C’est une erreur funeste que les socialistes français ont payée chèrement.

Peut-on combattre plus héroïquement que les ouvriers de Paris et de Lyon ? Et chaque combat ne se terminait-il point par une sanglante défaite, par les plus horribles représailles des vainqueurs et par le long épuisement du prolétariat ? Le prolétariat français n’a pas encore suffisamment reconnu la nécessité de l’organisation et de la propagande, et c’est pour cela que jusqu’ici il a été régulièrement vaincu.

La leçon de la Commune semble heureusement avoir servi à l’éducation du prolétariat. Nos camarades français travaillent avec zèle à l’organisation, et s’appliquent à la propagande, particulièrement dans la campagne.

Les socialistes allemands ont compris dès longtemps l’importance de la propagande et la nécessité de gagner à nous la petite bourgeoisie et les petits propriétaires paysans.

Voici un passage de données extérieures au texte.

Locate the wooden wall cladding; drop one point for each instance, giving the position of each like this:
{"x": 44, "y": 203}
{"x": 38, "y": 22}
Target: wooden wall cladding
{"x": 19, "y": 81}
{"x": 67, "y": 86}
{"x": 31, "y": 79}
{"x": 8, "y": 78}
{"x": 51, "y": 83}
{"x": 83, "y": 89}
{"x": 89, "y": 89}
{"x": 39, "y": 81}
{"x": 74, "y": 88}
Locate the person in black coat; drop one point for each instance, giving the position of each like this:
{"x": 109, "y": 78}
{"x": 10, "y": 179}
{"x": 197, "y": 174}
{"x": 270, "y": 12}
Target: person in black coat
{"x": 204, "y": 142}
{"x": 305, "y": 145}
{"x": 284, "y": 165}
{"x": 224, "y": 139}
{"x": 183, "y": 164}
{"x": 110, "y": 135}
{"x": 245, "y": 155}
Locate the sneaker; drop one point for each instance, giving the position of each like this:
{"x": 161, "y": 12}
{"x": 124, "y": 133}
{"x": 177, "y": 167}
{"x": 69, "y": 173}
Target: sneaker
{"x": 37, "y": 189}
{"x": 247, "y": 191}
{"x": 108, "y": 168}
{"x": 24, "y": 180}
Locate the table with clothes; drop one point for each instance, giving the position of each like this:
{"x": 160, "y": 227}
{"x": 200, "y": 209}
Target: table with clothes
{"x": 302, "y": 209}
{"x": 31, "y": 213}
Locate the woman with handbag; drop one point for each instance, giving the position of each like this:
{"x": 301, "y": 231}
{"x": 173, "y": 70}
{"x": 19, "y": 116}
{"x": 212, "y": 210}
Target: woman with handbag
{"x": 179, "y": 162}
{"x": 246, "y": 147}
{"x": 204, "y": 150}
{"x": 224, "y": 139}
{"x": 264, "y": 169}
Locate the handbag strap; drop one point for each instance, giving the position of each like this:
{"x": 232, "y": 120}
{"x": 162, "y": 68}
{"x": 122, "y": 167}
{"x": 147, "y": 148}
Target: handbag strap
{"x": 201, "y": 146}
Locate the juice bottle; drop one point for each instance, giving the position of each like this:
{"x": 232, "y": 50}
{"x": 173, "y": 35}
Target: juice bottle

Seule une minorité infinie a demandé que le mouvement socialiste fût limité à la classe des salariés ...

Les phrases écumantes et théâtrales de ces fanatiques « de la lutte de classe » recouvraient un fond de machiavélisme féodal et policier.

Le socialisme de parade hyperrévolutionnaire, qui ne fait appel « qu’aux mains calleuses », a deux avantages pour la réaction : d’abord il limite le mouvement socialiste à une classe qui en Allemagne est trop peu nombreuse pour accomplir une révolution ; et en second lieu, il fournit un excellent moyen pour effrayer la grande masse du peuple, à demi indifférente, surtout les paysans et la petite bourgeoisie, qui ne sont pas encore arrivés à une activité politique autonome.


Et Liebknecht conclut tout cet ordre de pensées par ces fortes paroles :


Il ne faut pas demander : Es-tu salarié ? mais : es-tu socialiste ?

Réduit aux salariés, le socialisme est incapable de vaincre. Compris par l’ensemble du peuple qui travaille et par l’élite morale et intellectuelle de la nation, sa victoire est certaine.

Pourquoi devons-nous maintenant subir la persécution infligée à nos amis ? Pourquoi sommes-nous soumis aux plus indécentes brutalités ?

Parce que nous sommes encore faibles.

Et pourquoi sommes-nous faibles ?

Parce que seule une petite partie du peuple connaît la doctrine socialiste.

Et nous devrions, nous qui sommes faibles, accroître encore notre faiblesse en écartant de nous des milliers d’hommes, sous prétexte que le hasard n’a pas fait d’eux les membres d’un groupe social déterminé ? La sottise serait ici trahison envers le Parti.

Ne pas resserrer — étendre, voilà quelle doit être notre devise. De plus en plus le cercle du socialisme doit s’élargir, jusqu’à ce que nous ayons converti la majorité de nos adversaires à être nos amis, ou que tout au moins nous les ayons désarmés.

Et la masse indifférente, qui dans les temps paisibles n’est d’aucun poids dans la balance politique, mais qui dans les temps d’agitation est la force décisive, doit être si largement éclairée sur les buts et l’essence même de notre parti, qu’elle cesse de le craindre et qu’elle ne puisse plus être lancée contre nous comme la meute de la sorcière.

Toutes les mesures législatives, que, si l’occasion nous en est offerte, nous aurons à appuyer, doivent avoir pour but de prouver L"APTITUDE DU SOCIALISME À SERVIR LES INTÉRÊTS COMMUNS, et de détruire les préjugés courants contre nous.

Ainsi Liebknecht conçoit toute une période d’action législative, où le socialisme fera, si je puis dire, ses preuves de large compréhension, où il apparaîtra aux plus aveugles comme un parti d’intérêt général, et où il habituera ainsi tous les hauts esprits, toutes les nobles consciences, toute la petite bourgeoisie et les paysans, à le suivre jusqu’au bout de sa doctrine et de son idéal, sans répugnance et sans peur. Ce sera comme une propagande en action complétant la propagande de la parole.